11.5 Graphing with Different Datasets

One final note is that geom elements (geom_point(), geom_line(), etc.) can plot data from two (or more) different datasets. Let’s see an example:

## creating dataset #1
data1 <- 
  diamonds %>% 
  group_by(clarity) %>% 
  summarize(m = mean(price))  
## creating dataset #2
data2 <- 
  diamonds %>% 
  group_by(clarity, cut) %>% 
  summarize(m = mean(price))

## graphing data points from 2 different datasets on one graph
ggplot() +
  geom_point(data = data1, aes(x = clarity, y = m), color = "blue") + # must include argument label "data"
  geom_point(data = data2, aes(x = clarity, y = m))

In the above example, the data from the dataset called data1 is colored in blue for distinction. This data’s values calculate the mean (average) price of diamonds for each clarity (simply execute data1 or View(data1) to view the data). The data from the dataset called data2 is colored in black. This dataset’s values are derived from the mean (average) price of diamonds for each clarity and cut category. Again, the x and y values must be the same (clarity and m).

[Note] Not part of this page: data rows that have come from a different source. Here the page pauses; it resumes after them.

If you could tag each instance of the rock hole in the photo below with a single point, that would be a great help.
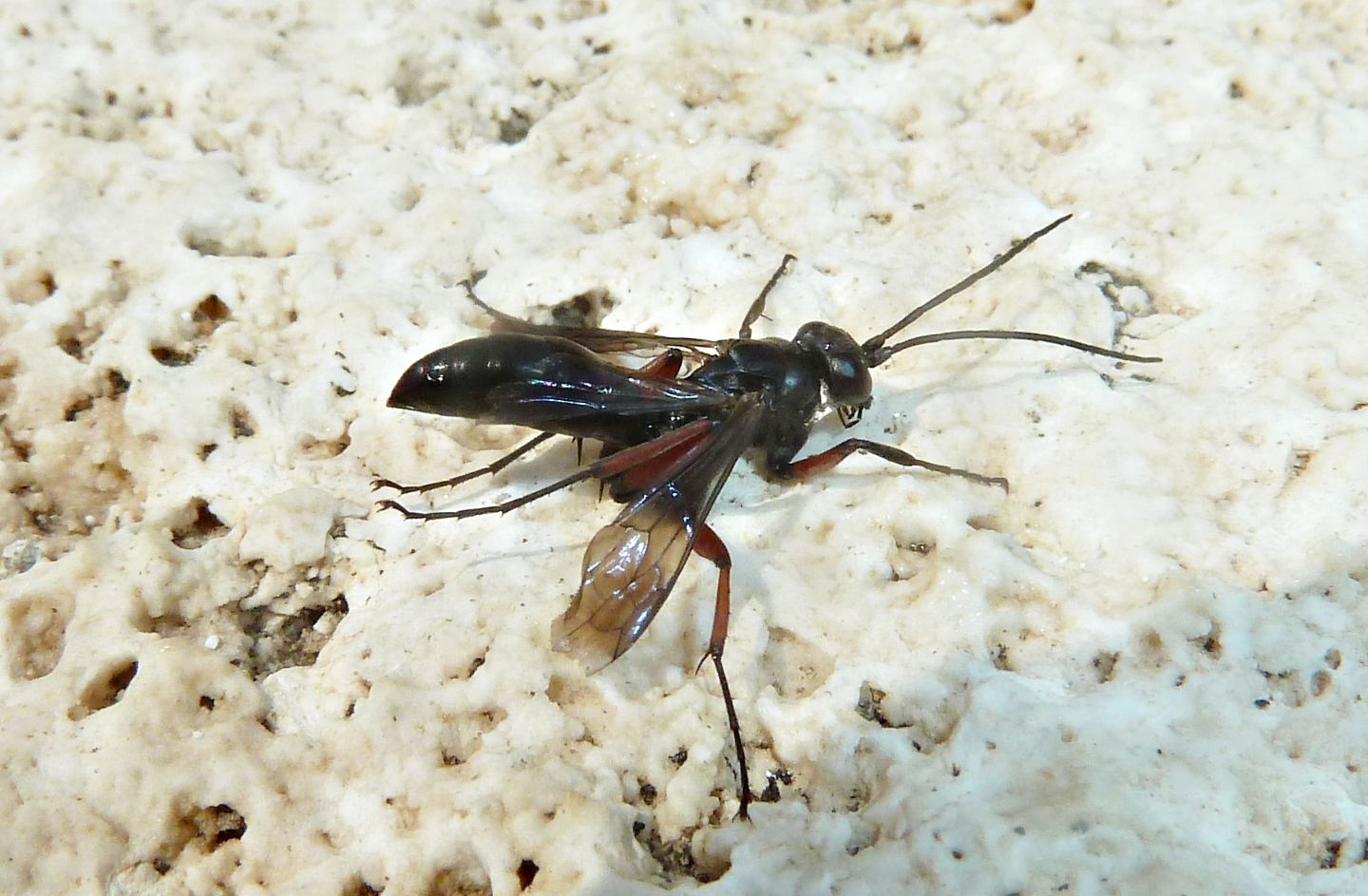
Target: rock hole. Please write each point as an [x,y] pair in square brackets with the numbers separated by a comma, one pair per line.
[586,310]
[201,527]
[105,690]
[870,705]
[78,408]
[242,425]
[31,286]
[515,127]
[525,873]
[165,356]
[282,640]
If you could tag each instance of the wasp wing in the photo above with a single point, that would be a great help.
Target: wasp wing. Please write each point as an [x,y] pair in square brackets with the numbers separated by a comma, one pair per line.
[631,565]
[597,339]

Within each geom element, you specify the name of the dataset with the argument label data =. This is because the first argument for many of the geom functions is the aesthetic mapping by default. Note that you can plot with multiple datasets for any other geom element too. You could have a geom_bar() for data1 and a geom_point() for data2 if you wanted to! If for some reason you wanted to plot error bars from data1 and data points from data2, you could do that also. This would likely be a terrible graph, but you could.